Carilah kebahagiaan itu dalam hatimu. Telusuri rasa itu dalam qalbumu.
Ia tak akan lari kemana-mana. Bahkan, tanpa kau sadari kebahagiaan itu
sering datang sendiri.”
Kakek
Tua itu mengangkat tangannya. Hap, tiba-tiba, tampak seekor kupu-kupu
yang hinggap di ujung jari. Terlihat kepak-kepak sayap kupu-kupu itu,
memancarkan keindahan ciptaan Tuhan. Pesonanya begitu mengagumkan,
kelopak sayap yang mengalun perlahan, layaknya kebahagiaan yang hadir
dalam hati. Warnanya begitu indah, seindah kebahagiaan bagi mereka yang
mampu menyelaminya.
summary:
Mencari kebahagiaan adalah layaknya
menangkap kupu-kupu. Sulit, bagi mereka yang terlalu bernafsu, namun
mudah, bagi mereka yang tahu apa yang mereka cari. Kita mungkin dapat
mencarinya dengan menerjang sana-sini, menabrak sana-sini, atau
menerobos sana-sini untuk mendapatkannya. Kita dapat saja mengejarnya
dengan berlari kencang, ke seluruh penjuru arah. Kita pun dapat
meraihnya dengan bernafsu, seperti menangkap buruan yang dapat kita
santap setelah mendapatkannya.
Namun
kita belajar. Kita belajar bahwa kebahagiaan tak bisa di dapat dengan
cara-cara seperti itu. Kita belajar bahwa bahagia bukanlah sesuatu yang
dapat di genggam atau benda yang dapat disimpan.
Bahagia adalah
udara, dan kebahagiaan adalah aroma dari udara itu. Kita belajar bahwa
bahagia itu memang ada dalam hati. Semakin kita mengejarnya, semakin
pula kebahagiaan itu akan pergi dari kita.
Semakin kita berusaha
meraihnya, semakin pula kebahagiaan itu akan menjauh.

Cobalah
temukan kebahagiaan itu dalam hatimu. Biarkanlah rasa itu menetap, dan
abadi dalam hati kita. Temukanlah kebahagiaan itu dalam setiap langkah
yang kita lakukan. Dalam bekerja, dalam belajar, dalam menjalani hidup
kita. Dalam sedih, dalam gembira, dalam sunyi dan dalam riuh.
Temukanlah
bahagia itu, dengan perlahan, dalam tenang, dalam ketulusan hati kita.

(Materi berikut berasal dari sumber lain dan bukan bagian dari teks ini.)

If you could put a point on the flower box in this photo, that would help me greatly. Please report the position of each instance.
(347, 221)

Saya percaya, bahagia itu ada dimana-mana. Rasa itu ada di sekitar
kita. Bahkan mungkin, bahagia itu “hinggap” di hati kita, namun kita
tak pernah memperdulikannya. Mungkin juga, bahagia itu berterbangan di
sekeliling kita, namun kita terlalu acuh untuk menikmatinya.